Remember the episodes in Bach’s fugues? They are the connecting pieces between
the stated fugal subject, the filler that doesn’t have much musical value
beyond getting you from one place to another.
My last stated subject was in a dark minor key and truth be
told, it’s only gotten worse in the past four days. I leaned on my dependable
strategy of using the piano as a big lovable Teddy Bear, a generous portion of
comfort food, a friend to listen and speak back with such utter coherence and
clarity. Today she shouted back as I segued from Faure to Jobim’s O Grande
Amor and suddenly found myself in Cecil Taylor’s world, expressing the full
range of my anger and inconsolable sadness on the Steinway’s whole voice (three
more assignments for your music history class— Faure, Jobim and Cecil Taylor!).
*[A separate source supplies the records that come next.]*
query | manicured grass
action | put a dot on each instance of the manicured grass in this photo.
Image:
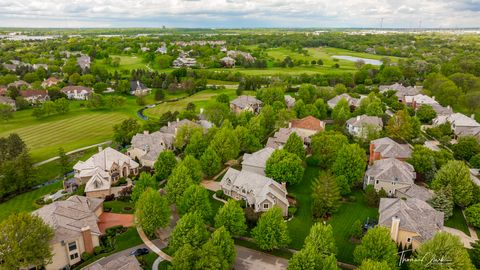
(119, 206)
(457, 221)
(78, 128)
(342, 221)
(26, 202)
(299, 226)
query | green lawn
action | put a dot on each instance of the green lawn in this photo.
(119, 207)
(78, 128)
(342, 221)
(299, 226)
(457, 221)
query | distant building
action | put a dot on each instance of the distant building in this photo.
(77, 92)
(356, 125)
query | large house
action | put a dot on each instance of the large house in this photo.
(411, 221)
(388, 148)
(356, 125)
(146, 147)
(75, 223)
(352, 102)
(258, 191)
(138, 89)
(461, 124)
(246, 103)
(34, 96)
(102, 169)
(257, 162)
(390, 174)
(77, 92)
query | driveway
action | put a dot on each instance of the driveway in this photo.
(108, 220)
(252, 259)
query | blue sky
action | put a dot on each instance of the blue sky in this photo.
(239, 13)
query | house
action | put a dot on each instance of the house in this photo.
(173, 127)
(257, 162)
(356, 125)
(107, 163)
(389, 174)
(258, 191)
(8, 101)
(84, 61)
(289, 101)
(184, 62)
(411, 221)
(388, 148)
(138, 89)
(77, 92)
(352, 102)
(19, 84)
(123, 262)
(75, 225)
(246, 103)
(228, 62)
(50, 82)
(461, 124)
(146, 147)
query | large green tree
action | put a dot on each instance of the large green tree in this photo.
(152, 212)
(271, 230)
(25, 241)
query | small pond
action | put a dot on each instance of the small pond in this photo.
(355, 59)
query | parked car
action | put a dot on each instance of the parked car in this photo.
(140, 252)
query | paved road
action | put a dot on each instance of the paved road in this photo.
(248, 259)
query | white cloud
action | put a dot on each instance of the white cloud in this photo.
(239, 13)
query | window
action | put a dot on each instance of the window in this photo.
(73, 256)
(72, 246)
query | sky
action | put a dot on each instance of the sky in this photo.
(240, 13)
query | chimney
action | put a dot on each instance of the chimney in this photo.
(87, 239)
(394, 228)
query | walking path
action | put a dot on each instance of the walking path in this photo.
(71, 152)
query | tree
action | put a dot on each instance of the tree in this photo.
(466, 148)
(350, 162)
(25, 241)
(152, 212)
(123, 132)
(63, 161)
(325, 146)
(165, 163)
(443, 201)
(472, 213)
(426, 113)
(231, 217)
(271, 231)
(341, 112)
(377, 245)
(318, 252)
(325, 195)
(295, 145)
(374, 265)
(448, 247)
(284, 166)
(179, 180)
(211, 162)
(189, 230)
(144, 182)
(456, 175)
(195, 199)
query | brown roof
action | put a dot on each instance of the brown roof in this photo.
(308, 122)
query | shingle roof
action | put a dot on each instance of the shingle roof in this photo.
(415, 216)
(389, 148)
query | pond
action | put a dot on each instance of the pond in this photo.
(355, 59)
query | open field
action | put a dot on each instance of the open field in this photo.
(78, 128)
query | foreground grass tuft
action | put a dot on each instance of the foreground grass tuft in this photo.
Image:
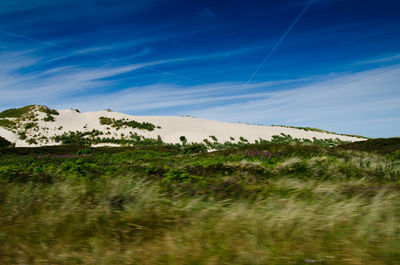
(159, 205)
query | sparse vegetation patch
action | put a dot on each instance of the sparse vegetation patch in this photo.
(120, 123)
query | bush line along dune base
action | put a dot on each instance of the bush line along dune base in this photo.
(37, 125)
(267, 203)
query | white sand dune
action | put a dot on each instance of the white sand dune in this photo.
(172, 127)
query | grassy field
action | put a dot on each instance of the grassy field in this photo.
(255, 204)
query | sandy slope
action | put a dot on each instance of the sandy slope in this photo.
(194, 129)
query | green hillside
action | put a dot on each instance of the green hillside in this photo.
(271, 203)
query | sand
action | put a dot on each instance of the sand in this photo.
(172, 127)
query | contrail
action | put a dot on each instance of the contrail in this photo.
(299, 16)
(94, 55)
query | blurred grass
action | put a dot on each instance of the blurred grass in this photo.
(152, 205)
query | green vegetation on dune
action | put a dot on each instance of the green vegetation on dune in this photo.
(4, 143)
(269, 203)
(127, 123)
(378, 145)
(319, 130)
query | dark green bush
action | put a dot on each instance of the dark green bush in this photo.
(4, 142)
(194, 148)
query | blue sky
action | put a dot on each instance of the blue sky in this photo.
(330, 64)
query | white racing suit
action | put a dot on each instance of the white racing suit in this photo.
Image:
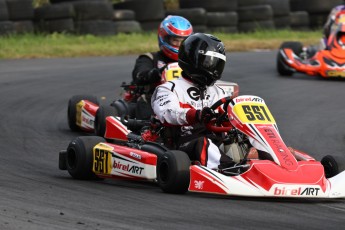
(172, 100)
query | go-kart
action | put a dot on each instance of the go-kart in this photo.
(328, 62)
(85, 113)
(244, 122)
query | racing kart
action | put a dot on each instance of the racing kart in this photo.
(328, 62)
(244, 122)
(84, 112)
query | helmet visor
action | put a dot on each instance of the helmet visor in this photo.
(174, 41)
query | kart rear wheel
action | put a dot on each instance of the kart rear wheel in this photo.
(102, 113)
(282, 68)
(79, 159)
(173, 172)
(333, 165)
(72, 109)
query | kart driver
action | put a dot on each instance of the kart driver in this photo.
(149, 66)
(336, 16)
(184, 103)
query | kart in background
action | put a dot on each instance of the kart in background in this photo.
(328, 63)
(84, 112)
(244, 122)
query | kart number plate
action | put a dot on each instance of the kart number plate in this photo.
(101, 161)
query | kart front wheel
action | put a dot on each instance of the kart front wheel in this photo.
(79, 158)
(72, 109)
(333, 165)
(102, 113)
(173, 172)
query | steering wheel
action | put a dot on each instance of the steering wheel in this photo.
(212, 125)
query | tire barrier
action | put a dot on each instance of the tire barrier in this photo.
(101, 17)
(299, 20)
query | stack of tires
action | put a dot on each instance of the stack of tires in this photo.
(16, 16)
(149, 13)
(216, 15)
(91, 16)
(318, 10)
(55, 18)
(299, 20)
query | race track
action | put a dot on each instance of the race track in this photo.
(35, 194)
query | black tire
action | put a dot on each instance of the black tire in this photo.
(222, 19)
(282, 67)
(127, 26)
(282, 22)
(102, 113)
(80, 157)
(92, 10)
(22, 27)
(123, 15)
(95, 27)
(57, 25)
(333, 165)
(211, 6)
(148, 10)
(196, 16)
(20, 10)
(299, 19)
(256, 25)
(314, 6)
(72, 110)
(173, 172)
(255, 13)
(59, 11)
(296, 47)
(6, 28)
(3, 11)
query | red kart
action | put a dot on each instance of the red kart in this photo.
(328, 63)
(244, 122)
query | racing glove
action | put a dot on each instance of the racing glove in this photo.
(200, 116)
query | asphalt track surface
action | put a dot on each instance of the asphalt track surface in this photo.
(35, 194)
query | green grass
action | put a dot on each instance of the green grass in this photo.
(65, 45)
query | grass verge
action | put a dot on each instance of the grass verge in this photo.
(66, 45)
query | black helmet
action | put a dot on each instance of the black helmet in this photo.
(202, 58)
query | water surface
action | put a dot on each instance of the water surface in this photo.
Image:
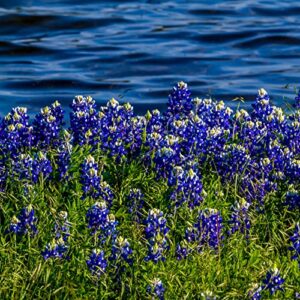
(136, 50)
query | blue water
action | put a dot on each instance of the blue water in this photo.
(136, 50)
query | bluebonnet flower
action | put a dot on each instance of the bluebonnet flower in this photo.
(156, 231)
(47, 125)
(208, 295)
(106, 193)
(167, 155)
(109, 229)
(25, 222)
(121, 250)
(295, 239)
(156, 289)
(63, 160)
(273, 281)
(135, 204)
(297, 101)
(255, 293)
(62, 226)
(3, 173)
(15, 132)
(117, 127)
(183, 249)
(90, 179)
(84, 120)
(292, 198)
(97, 263)
(41, 166)
(56, 249)
(97, 216)
(239, 219)
(207, 230)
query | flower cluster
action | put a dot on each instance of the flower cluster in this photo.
(135, 203)
(156, 231)
(47, 125)
(90, 178)
(239, 219)
(156, 289)
(84, 120)
(121, 250)
(58, 247)
(295, 239)
(97, 263)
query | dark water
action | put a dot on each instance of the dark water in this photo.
(136, 50)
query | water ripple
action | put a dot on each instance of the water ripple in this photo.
(136, 50)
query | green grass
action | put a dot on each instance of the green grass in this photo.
(229, 273)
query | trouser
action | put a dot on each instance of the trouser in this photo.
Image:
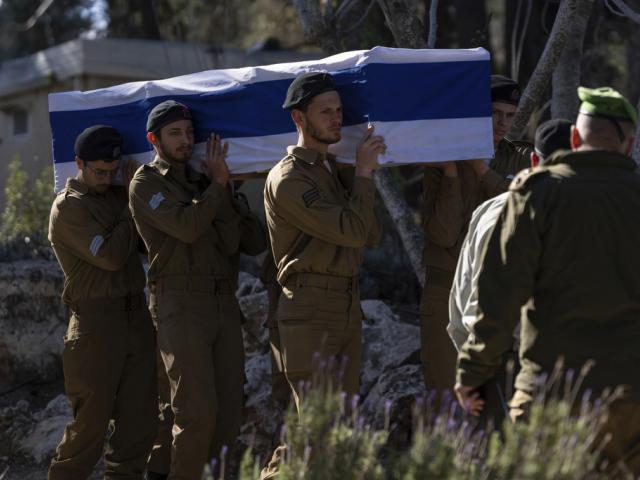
(200, 341)
(622, 423)
(320, 315)
(160, 456)
(280, 390)
(109, 373)
(437, 352)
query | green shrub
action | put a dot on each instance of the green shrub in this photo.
(25, 219)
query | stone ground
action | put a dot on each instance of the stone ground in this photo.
(32, 412)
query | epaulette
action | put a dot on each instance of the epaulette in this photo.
(524, 177)
(521, 146)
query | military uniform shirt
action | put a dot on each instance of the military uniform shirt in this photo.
(95, 241)
(450, 201)
(318, 223)
(564, 258)
(187, 222)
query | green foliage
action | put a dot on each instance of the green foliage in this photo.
(25, 219)
(331, 440)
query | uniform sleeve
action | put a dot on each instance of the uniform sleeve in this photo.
(299, 201)
(187, 222)
(74, 228)
(442, 218)
(510, 265)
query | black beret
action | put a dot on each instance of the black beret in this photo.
(165, 113)
(306, 86)
(504, 90)
(553, 135)
(99, 142)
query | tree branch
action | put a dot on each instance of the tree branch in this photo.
(546, 65)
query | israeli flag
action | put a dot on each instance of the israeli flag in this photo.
(430, 105)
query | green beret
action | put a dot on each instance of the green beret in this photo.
(608, 103)
(165, 113)
(504, 90)
(98, 142)
(306, 86)
(553, 135)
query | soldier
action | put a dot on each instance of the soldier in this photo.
(452, 190)
(109, 348)
(463, 301)
(318, 222)
(563, 258)
(190, 228)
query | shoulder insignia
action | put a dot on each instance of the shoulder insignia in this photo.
(156, 200)
(310, 196)
(96, 243)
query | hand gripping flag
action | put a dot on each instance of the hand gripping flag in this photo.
(430, 105)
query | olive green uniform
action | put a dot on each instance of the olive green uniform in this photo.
(109, 351)
(319, 220)
(564, 259)
(252, 242)
(447, 209)
(190, 228)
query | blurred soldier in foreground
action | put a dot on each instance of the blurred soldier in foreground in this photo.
(565, 248)
(551, 136)
(109, 351)
(190, 227)
(452, 190)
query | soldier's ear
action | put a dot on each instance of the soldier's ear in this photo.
(535, 160)
(298, 117)
(576, 140)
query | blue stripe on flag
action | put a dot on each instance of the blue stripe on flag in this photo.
(377, 91)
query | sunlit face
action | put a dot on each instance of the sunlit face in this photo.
(503, 114)
(98, 175)
(175, 142)
(322, 120)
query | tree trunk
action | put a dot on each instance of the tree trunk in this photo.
(405, 25)
(566, 77)
(546, 65)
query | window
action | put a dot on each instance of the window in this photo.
(20, 121)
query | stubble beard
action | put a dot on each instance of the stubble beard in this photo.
(313, 133)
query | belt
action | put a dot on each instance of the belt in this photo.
(119, 304)
(327, 282)
(193, 283)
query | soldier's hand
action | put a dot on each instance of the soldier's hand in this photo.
(128, 172)
(469, 399)
(370, 147)
(214, 165)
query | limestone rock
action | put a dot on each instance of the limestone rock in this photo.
(387, 343)
(33, 320)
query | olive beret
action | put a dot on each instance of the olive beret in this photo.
(504, 90)
(606, 102)
(165, 113)
(306, 86)
(553, 135)
(99, 142)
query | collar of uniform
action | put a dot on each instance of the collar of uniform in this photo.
(308, 155)
(161, 165)
(596, 158)
(77, 186)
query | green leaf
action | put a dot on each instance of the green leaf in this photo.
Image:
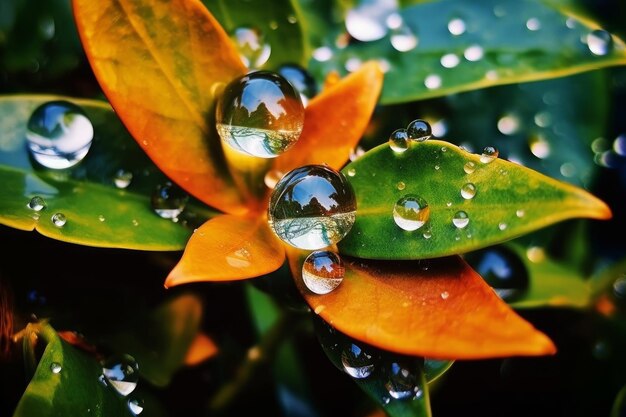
(280, 22)
(98, 213)
(510, 51)
(510, 200)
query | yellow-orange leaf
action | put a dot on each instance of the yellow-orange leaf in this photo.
(228, 248)
(437, 308)
(161, 64)
(335, 120)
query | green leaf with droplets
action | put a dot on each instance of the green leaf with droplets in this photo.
(502, 42)
(98, 213)
(510, 200)
(279, 22)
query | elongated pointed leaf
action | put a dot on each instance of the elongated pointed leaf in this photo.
(228, 248)
(462, 46)
(509, 200)
(98, 213)
(438, 308)
(161, 65)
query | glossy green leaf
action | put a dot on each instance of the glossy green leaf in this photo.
(510, 200)
(279, 22)
(502, 42)
(98, 213)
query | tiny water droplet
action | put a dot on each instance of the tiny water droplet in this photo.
(312, 207)
(489, 154)
(59, 219)
(322, 272)
(600, 42)
(419, 130)
(260, 114)
(122, 373)
(399, 140)
(460, 220)
(411, 212)
(37, 203)
(59, 134)
(468, 191)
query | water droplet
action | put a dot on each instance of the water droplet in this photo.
(312, 207)
(468, 191)
(357, 362)
(450, 60)
(254, 51)
(168, 200)
(37, 203)
(59, 219)
(322, 271)
(135, 405)
(59, 134)
(122, 178)
(600, 42)
(460, 220)
(469, 167)
(502, 269)
(55, 367)
(260, 114)
(122, 373)
(474, 53)
(419, 130)
(399, 140)
(432, 81)
(489, 154)
(411, 212)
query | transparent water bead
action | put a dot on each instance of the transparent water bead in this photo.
(122, 373)
(254, 51)
(357, 362)
(502, 269)
(322, 271)
(399, 140)
(312, 207)
(411, 212)
(460, 220)
(37, 203)
(169, 200)
(489, 154)
(600, 42)
(419, 130)
(59, 134)
(260, 114)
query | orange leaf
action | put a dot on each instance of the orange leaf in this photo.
(161, 64)
(437, 308)
(228, 248)
(335, 120)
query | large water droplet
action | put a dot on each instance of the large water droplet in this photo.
(260, 114)
(312, 207)
(411, 212)
(502, 269)
(122, 373)
(600, 42)
(399, 140)
(169, 200)
(419, 130)
(59, 134)
(322, 271)
(253, 49)
(37, 203)
(468, 191)
(357, 362)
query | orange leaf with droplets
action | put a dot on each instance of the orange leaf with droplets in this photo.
(335, 120)
(161, 65)
(228, 248)
(438, 308)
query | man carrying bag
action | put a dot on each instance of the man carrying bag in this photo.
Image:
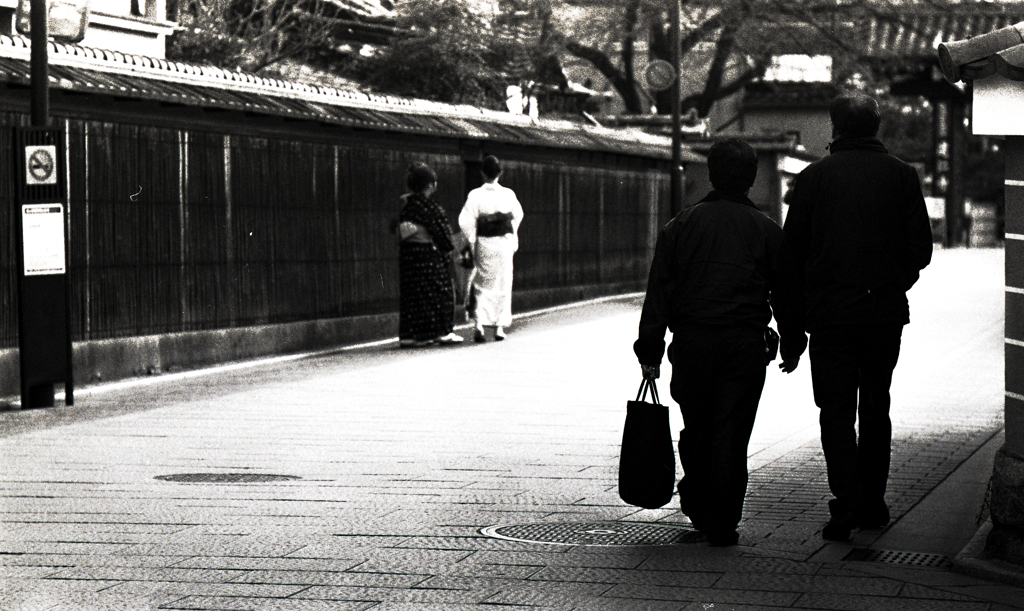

Someone was about to enter the music room to remind me of a meeting and
respectfully waited outside while I worked out some solace in the fierce
passageways of the black and whites. I felt 3% better afterward—catharsis is
real. And no one got hurt.
With a marvelous Jazz-Orff retreat coming up this weekend,
I’m hoping for a shift to a glorious major key radiant with sunshine and Spring
awakening in the Carmel Valley. But meanwhile, I don’t want to leave the reader
back in the dark unresolved chords of outrage and grief. And so this rambling
episode about nothing in particular, just the hope to bridge hell and heaven
and keep the storyline moving.
Tomorrow is the celebration of my Mom’s 92nd
birthday where she lives (the real date, April 27th), so there’s the
first Spring breeze to lighten up my spirit. In three weeks, daughter Kerala
and granddaughter Zadie come to visit and that will be cherry trees in bloom in
Washington for this weary wintry warrior. I had a gold mine visit to Green
Apple bookstore after being angry at my last four books and came back thrilled
with the novel A Tiger’s Wife, uplifted by Stephen Dunn’s poetry and
Henry Miller’s On Writing and a lovely graduation speech book by my
crush-author Anne Patchett. After a windy Monday that almost knocked me off my
bike and did knock my daughter Talia off of hers—twice— the weather got warm
and the breeze grew still.
And so patches of light shine through this little episode
and I’ll keep you posted as to what unfolds.